Simple django-based web service for summarization using Sumy library. Automatically detects language for provided document url and returns plain text with summarized content. Supported language set is manually restricted to [English, Russian].
Installation:
apt-get install python python-dev python-setuptools apt-get install libxml2-dev libxslt1-dev zlib1g-dev
easy_install pip
pip install sumy pip install langid pip install Django==1.9.7
python -c "import nltk; nltk.download('punkt')"
python -c "import nltk; nltk.download('stopwords')"
Stopwords for some other languages for Sumy can be found in PyTeaser). Just put them to sumy/data/stopwords directory.
You might also need additional .pickle punctuation files for ntlk, they can be found in (https://github.com/mhq/train_punkt) repository.
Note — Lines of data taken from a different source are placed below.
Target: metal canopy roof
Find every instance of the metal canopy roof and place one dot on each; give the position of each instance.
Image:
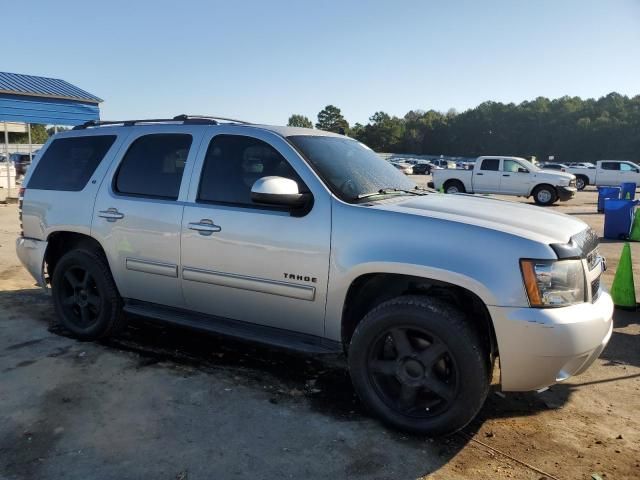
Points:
(31, 99)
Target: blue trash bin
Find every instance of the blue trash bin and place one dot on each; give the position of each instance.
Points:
(628, 188)
(618, 217)
(606, 192)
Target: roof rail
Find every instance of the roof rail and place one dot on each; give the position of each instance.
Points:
(206, 117)
(185, 119)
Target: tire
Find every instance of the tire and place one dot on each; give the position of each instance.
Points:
(581, 182)
(454, 186)
(545, 195)
(85, 296)
(407, 349)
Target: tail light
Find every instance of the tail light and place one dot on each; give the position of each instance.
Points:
(20, 201)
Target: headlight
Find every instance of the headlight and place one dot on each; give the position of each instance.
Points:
(553, 283)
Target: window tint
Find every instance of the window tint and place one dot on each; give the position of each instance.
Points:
(610, 166)
(511, 166)
(625, 167)
(490, 164)
(153, 166)
(68, 163)
(233, 164)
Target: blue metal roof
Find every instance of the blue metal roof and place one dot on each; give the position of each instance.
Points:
(30, 85)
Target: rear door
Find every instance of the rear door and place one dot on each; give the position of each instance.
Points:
(250, 262)
(513, 180)
(608, 173)
(486, 179)
(138, 212)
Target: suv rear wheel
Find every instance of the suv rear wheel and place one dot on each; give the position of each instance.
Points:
(85, 296)
(418, 365)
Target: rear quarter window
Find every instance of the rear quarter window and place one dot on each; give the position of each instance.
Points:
(68, 163)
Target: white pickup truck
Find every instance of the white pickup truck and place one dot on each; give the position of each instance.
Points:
(508, 176)
(607, 173)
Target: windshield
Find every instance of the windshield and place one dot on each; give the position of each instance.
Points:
(350, 169)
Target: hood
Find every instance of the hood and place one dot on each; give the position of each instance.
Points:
(556, 174)
(539, 224)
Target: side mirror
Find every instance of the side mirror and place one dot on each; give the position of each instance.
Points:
(278, 191)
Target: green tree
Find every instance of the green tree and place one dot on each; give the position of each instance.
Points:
(330, 119)
(38, 135)
(296, 120)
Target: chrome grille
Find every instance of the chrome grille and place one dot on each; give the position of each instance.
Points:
(593, 258)
(595, 289)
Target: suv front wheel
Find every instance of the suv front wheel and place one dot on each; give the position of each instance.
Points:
(419, 366)
(85, 296)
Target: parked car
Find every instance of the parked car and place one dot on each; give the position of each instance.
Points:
(306, 239)
(607, 173)
(405, 168)
(508, 176)
(443, 163)
(422, 168)
(555, 166)
(580, 165)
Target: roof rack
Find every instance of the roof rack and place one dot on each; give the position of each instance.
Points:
(185, 119)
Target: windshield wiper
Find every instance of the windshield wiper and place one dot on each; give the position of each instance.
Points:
(387, 191)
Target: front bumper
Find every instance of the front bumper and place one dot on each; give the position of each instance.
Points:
(566, 193)
(31, 253)
(540, 347)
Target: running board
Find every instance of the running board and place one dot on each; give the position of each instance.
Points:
(272, 336)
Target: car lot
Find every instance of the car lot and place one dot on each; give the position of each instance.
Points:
(165, 403)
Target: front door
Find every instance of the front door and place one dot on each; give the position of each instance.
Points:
(137, 216)
(250, 262)
(487, 178)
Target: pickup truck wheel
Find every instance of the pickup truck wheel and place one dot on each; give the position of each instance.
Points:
(454, 186)
(85, 296)
(545, 195)
(419, 366)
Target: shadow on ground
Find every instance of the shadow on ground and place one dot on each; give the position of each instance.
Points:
(288, 379)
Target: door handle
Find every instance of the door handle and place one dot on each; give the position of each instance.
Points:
(111, 214)
(205, 227)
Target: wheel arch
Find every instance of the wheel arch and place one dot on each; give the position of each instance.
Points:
(371, 289)
(63, 241)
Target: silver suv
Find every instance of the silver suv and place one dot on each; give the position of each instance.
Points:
(308, 240)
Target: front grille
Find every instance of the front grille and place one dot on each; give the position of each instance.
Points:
(595, 289)
(593, 258)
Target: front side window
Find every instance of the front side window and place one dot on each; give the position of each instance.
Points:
(625, 167)
(349, 168)
(511, 166)
(153, 166)
(491, 164)
(610, 166)
(232, 165)
(68, 163)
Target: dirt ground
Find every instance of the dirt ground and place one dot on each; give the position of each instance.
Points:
(164, 403)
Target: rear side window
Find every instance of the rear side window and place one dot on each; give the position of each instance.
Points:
(68, 163)
(153, 166)
(492, 164)
(610, 166)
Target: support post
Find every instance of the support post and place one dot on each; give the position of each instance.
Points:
(7, 159)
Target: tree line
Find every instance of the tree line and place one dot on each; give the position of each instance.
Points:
(568, 128)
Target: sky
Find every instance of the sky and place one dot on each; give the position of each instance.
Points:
(262, 61)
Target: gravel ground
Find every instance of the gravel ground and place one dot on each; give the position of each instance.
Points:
(163, 403)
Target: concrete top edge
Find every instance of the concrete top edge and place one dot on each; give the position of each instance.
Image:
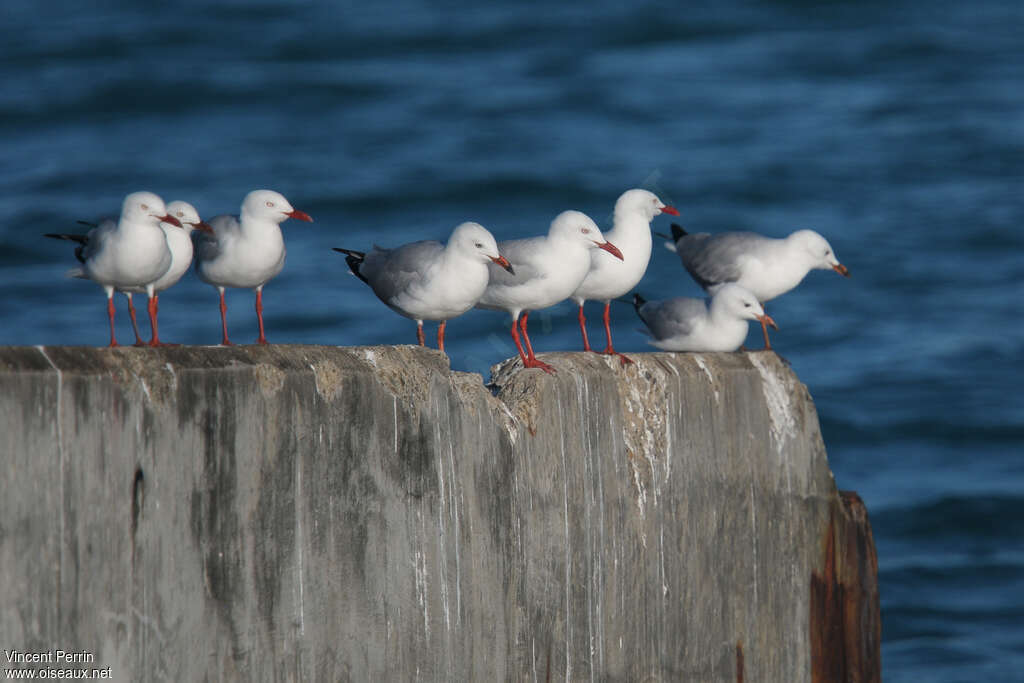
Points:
(102, 360)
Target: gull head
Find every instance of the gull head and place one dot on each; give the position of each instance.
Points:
(145, 208)
(818, 252)
(644, 203)
(475, 241)
(187, 216)
(740, 303)
(577, 227)
(270, 206)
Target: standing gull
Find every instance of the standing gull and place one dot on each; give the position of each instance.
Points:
(246, 251)
(428, 281)
(609, 278)
(547, 269)
(684, 324)
(179, 242)
(131, 252)
(766, 266)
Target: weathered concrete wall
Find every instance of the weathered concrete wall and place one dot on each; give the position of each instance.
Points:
(320, 513)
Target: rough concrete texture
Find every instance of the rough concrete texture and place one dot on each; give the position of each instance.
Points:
(321, 513)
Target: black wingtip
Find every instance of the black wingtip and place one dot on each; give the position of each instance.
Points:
(354, 260)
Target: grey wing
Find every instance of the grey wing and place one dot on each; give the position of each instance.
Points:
(715, 259)
(95, 240)
(673, 316)
(391, 271)
(521, 254)
(207, 245)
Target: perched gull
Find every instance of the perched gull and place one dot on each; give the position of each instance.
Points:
(609, 278)
(246, 251)
(548, 269)
(131, 252)
(694, 325)
(179, 242)
(765, 266)
(428, 281)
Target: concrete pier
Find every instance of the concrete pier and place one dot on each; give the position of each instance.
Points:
(354, 514)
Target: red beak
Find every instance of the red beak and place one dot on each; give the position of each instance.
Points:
(504, 262)
(300, 215)
(611, 249)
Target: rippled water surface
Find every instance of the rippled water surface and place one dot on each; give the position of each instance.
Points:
(896, 129)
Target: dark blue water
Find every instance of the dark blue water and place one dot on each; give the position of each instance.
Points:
(896, 129)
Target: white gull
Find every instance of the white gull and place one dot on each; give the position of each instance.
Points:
(610, 278)
(548, 269)
(766, 266)
(428, 281)
(130, 252)
(246, 251)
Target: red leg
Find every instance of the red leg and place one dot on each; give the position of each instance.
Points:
(134, 323)
(531, 360)
(609, 350)
(583, 330)
(152, 306)
(518, 344)
(764, 329)
(110, 312)
(259, 315)
(223, 321)
(525, 336)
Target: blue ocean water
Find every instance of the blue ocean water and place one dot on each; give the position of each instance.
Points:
(896, 129)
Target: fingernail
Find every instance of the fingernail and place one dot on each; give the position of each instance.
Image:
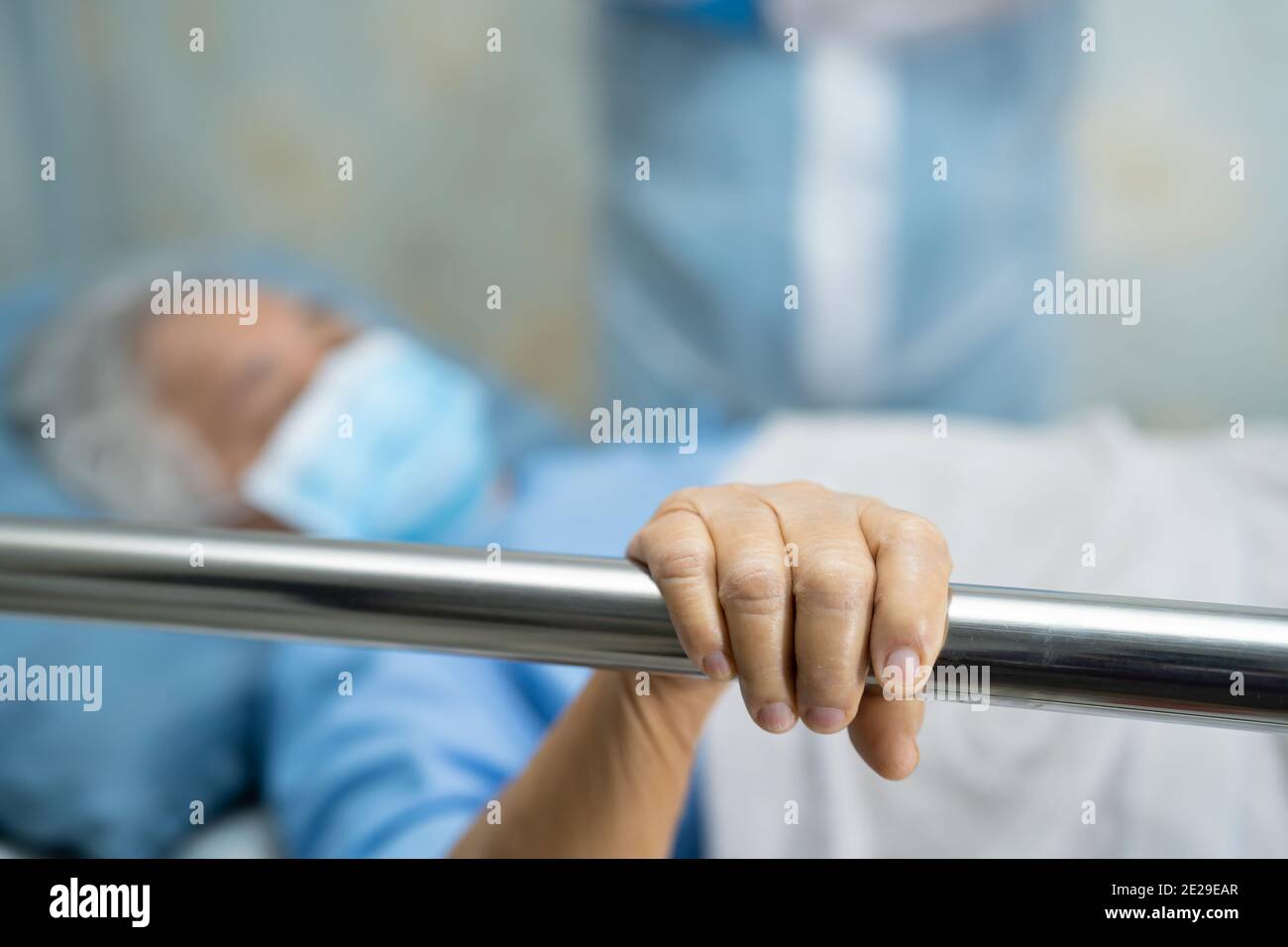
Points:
(716, 667)
(901, 672)
(776, 718)
(824, 719)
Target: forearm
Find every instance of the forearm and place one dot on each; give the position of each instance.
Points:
(609, 780)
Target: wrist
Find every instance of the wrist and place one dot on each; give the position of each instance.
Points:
(669, 709)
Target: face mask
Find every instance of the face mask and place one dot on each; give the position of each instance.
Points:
(386, 442)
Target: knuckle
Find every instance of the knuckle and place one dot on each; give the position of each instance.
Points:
(756, 587)
(918, 532)
(832, 682)
(681, 562)
(835, 586)
(809, 487)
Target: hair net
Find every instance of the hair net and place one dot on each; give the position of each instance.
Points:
(80, 401)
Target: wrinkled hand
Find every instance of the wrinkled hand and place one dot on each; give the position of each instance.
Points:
(795, 590)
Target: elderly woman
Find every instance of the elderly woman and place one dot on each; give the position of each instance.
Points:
(794, 590)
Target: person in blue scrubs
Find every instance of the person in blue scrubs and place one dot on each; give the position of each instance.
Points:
(719, 291)
(695, 294)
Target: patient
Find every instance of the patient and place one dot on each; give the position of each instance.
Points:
(434, 754)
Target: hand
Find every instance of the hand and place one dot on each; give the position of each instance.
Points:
(795, 590)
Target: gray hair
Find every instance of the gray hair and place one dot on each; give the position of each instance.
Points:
(82, 407)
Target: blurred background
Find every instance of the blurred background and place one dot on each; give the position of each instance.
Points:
(473, 169)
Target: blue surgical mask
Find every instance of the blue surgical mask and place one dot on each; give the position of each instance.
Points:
(386, 442)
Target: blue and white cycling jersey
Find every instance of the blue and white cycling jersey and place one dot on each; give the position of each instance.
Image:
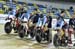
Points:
(25, 16)
(60, 23)
(41, 21)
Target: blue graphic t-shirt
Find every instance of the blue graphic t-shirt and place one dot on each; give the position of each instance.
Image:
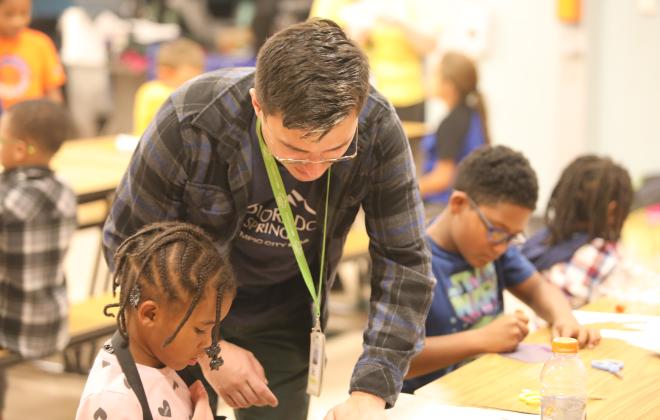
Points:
(467, 297)
(270, 284)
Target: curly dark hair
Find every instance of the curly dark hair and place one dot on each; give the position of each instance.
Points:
(580, 202)
(171, 262)
(42, 121)
(498, 174)
(313, 75)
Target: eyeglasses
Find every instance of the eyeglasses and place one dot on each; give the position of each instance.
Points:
(496, 235)
(30, 148)
(291, 161)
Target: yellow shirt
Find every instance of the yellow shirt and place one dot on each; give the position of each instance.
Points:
(148, 100)
(29, 67)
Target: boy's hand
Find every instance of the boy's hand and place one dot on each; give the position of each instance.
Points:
(504, 333)
(241, 381)
(359, 406)
(569, 327)
(200, 399)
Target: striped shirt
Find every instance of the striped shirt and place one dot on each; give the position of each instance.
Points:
(194, 163)
(37, 222)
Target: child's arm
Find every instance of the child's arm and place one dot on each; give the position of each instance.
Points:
(200, 400)
(501, 335)
(551, 304)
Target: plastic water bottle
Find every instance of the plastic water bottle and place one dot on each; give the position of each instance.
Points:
(564, 383)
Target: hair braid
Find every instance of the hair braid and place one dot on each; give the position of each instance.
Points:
(162, 256)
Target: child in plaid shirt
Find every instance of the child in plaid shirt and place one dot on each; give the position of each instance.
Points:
(577, 250)
(37, 221)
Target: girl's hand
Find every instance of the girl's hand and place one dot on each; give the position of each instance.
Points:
(200, 400)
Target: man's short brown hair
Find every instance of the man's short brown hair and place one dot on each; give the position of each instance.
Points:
(313, 75)
(41, 121)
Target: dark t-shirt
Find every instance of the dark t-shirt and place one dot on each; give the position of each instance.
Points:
(451, 133)
(270, 283)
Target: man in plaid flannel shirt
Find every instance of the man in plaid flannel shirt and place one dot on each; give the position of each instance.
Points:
(200, 161)
(37, 222)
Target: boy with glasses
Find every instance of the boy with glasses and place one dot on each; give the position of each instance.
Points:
(271, 163)
(474, 259)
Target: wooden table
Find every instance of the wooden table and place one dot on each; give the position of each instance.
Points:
(93, 167)
(495, 381)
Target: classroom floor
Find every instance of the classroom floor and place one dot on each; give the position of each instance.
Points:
(40, 390)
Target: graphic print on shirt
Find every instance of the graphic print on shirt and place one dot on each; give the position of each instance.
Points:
(100, 414)
(165, 410)
(14, 76)
(263, 223)
(473, 294)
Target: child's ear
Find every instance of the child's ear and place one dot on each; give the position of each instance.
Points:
(255, 102)
(457, 201)
(148, 312)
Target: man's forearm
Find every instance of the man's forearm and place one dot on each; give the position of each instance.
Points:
(445, 350)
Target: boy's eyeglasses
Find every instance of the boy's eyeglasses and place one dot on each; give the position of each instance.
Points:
(496, 235)
(30, 148)
(347, 156)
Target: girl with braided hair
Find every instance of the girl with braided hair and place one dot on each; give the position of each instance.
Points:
(577, 250)
(175, 288)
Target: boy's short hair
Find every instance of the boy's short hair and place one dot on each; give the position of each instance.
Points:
(497, 174)
(180, 52)
(41, 121)
(312, 74)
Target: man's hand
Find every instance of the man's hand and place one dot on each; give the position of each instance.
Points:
(569, 327)
(504, 333)
(241, 381)
(359, 406)
(200, 399)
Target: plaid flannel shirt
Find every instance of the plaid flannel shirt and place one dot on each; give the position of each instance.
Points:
(580, 277)
(194, 163)
(37, 222)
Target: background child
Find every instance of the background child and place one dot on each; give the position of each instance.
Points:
(175, 288)
(585, 214)
(461, 131)
(29, 65)
(37, 222)
(473, 261)
(176, 62)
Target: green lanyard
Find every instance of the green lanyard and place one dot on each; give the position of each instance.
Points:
(282, 200)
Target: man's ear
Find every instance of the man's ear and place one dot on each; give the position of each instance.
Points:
(148, 313)
(255, 101)
(457, 201)
(21, 150)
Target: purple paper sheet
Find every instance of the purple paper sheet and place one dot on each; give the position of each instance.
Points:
(530, 353)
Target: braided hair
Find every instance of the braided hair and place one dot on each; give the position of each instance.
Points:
(580, 202)
(171, 261)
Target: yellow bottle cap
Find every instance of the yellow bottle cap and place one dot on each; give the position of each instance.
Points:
(564, 345)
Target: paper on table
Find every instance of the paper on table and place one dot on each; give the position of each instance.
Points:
(417, 407)
(637, 330)
(530, 353)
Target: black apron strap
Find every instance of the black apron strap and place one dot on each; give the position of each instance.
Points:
(130, 371)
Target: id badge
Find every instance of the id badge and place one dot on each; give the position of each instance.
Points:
(316, 362)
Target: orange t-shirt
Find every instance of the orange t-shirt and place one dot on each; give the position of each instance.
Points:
(29, 67)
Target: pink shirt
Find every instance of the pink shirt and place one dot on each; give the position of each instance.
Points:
(107, 395)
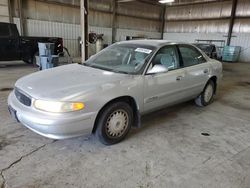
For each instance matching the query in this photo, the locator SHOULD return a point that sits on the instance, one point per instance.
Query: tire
(114, 123)
(207, 95)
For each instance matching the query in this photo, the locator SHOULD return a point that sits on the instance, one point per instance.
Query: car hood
(67, 82)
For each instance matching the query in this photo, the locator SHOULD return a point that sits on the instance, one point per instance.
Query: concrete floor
(169, 151)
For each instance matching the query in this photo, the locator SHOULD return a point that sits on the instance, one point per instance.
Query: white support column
(83, 41)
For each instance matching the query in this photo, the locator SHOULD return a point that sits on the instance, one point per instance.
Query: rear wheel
(206, 97)
(114, 123)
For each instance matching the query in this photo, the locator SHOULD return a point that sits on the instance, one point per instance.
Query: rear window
(4, 30)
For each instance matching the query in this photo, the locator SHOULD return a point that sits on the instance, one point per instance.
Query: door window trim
(192, 47)
(153, 56)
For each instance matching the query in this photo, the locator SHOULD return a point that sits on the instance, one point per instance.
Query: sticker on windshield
(143, 50)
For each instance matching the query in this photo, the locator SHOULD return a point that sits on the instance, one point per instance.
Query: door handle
(205, 71)
(178, 78)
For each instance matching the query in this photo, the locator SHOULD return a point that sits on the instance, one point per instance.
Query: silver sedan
(107, 94)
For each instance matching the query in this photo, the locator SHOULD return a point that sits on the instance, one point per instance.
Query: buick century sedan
(108, 94)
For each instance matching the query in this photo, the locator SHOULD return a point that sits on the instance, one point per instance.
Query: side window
(191, 56)
(4, 31)
(166, 56)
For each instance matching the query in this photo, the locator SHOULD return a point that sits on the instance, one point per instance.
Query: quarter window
(166, 56)
(191, 56)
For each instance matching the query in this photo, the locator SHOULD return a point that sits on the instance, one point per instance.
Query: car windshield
(122, 58)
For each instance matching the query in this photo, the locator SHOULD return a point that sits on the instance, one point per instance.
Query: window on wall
(167, 56)
(191, 56)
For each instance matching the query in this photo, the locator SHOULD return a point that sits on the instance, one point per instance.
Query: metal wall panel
(138, 9)
(243, 40)
(242, 26)
(104, 5)
(199, 11)
(4, 11)
(243, 8)
(125, 22)
(122, 33)
(50, 12)
(100, 19)
(238, 39)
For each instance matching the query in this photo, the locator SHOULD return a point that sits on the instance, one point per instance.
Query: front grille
(22, 98)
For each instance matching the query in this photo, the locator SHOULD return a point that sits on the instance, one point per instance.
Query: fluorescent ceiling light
(166, 1)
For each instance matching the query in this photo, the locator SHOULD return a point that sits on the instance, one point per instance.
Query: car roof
(204, 44)
(149, 42)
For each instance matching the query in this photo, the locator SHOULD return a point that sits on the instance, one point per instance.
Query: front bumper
(52, 125)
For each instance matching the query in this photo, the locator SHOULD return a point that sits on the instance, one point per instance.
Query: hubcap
(117, 123)
(208, 93)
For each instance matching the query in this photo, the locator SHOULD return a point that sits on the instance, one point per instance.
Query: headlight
(57, 107)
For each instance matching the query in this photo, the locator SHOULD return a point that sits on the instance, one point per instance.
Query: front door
(196, 70)
(162, 89)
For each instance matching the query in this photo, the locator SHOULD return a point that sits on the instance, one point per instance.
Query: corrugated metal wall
(4, 11)
(55, 19)
(209, 21)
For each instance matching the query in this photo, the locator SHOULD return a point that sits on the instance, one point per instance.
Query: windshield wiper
(119, 71)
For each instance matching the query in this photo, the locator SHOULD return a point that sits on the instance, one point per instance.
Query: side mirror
(158, 69)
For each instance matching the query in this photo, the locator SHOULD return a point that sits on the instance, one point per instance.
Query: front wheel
(206, 97)
(114, 123)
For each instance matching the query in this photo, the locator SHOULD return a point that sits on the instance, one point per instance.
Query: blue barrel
(46, 49)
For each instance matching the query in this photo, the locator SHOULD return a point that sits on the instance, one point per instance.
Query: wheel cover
(208, 93)
(117, 123)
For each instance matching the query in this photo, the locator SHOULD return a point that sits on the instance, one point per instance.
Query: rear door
(9, 48)
(196, 69)
(162, 89)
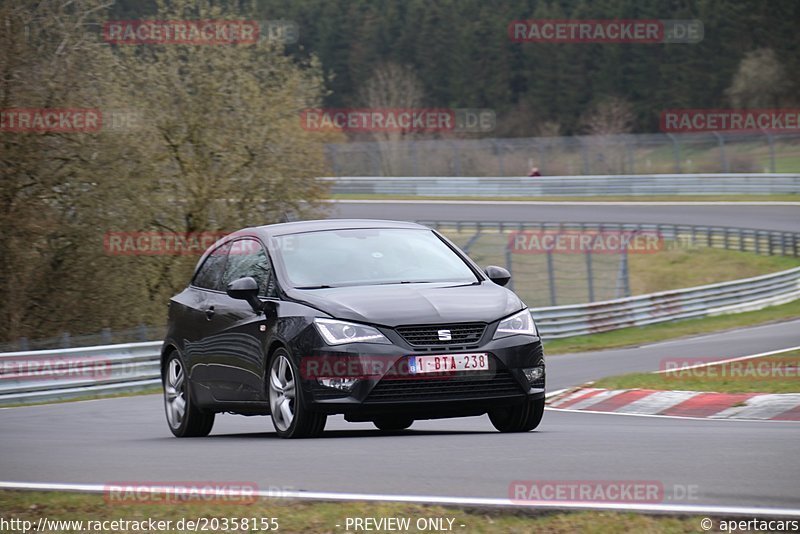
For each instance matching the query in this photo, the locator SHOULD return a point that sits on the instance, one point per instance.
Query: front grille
(429, 335)
(470, 385)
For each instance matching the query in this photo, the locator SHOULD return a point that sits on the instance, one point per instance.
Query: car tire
(393, 423)
(521, 418)
(184, 419)
(290, 414)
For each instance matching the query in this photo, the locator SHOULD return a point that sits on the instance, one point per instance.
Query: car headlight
(519, 323)
(337, 332)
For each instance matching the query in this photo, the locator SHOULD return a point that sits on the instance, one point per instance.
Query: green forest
(462, 55)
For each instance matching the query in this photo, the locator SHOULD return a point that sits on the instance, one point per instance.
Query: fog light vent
(344, 384)
(534, 373)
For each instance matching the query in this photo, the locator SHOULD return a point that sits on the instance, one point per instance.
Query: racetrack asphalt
(716, 462)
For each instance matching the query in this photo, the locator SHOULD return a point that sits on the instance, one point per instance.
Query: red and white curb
(696, 404)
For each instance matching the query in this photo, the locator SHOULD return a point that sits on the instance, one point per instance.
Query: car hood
(402, 304)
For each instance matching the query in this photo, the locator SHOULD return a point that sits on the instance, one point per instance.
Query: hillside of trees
(461, 52)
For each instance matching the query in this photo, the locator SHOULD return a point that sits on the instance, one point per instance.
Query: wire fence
(715, 152)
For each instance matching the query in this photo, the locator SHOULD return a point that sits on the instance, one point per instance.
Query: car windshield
(371, 256)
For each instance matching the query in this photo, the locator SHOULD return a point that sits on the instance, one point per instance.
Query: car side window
(248, 258)
(210, 273)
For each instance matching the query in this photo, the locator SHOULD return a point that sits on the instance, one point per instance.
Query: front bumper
(388, 389)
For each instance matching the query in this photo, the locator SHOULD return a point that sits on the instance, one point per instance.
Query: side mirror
(498, 275)
(245, 289)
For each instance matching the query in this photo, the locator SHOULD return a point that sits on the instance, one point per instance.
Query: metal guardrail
(59, 374)
(567, 186)
(573, 155)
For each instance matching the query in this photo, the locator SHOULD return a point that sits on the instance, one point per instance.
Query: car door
(239, 332)
(197, 305)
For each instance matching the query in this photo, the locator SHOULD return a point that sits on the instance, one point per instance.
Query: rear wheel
(184, 418)
(393, 423)
(290, 416)
(520, 418)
Put them to ntlk_data/tokenizers/punkt directory.
Example usage:
http:///sumapi/sum/?method=lsa&length=10%25&url=https%3A%2F%2Fen.wikipedia.org%2Fwiki%2FAutomatic_summarization
GET parameters:
- method can be one of the following: luhn, edmundson, lsa, text-rank, lex-rank, sum-basic, kl
- length defines number of sentences or percentage of the original text
- url of html document to summarize
Returned result: plain/text with sentences, Content-Language header contains autodetected language.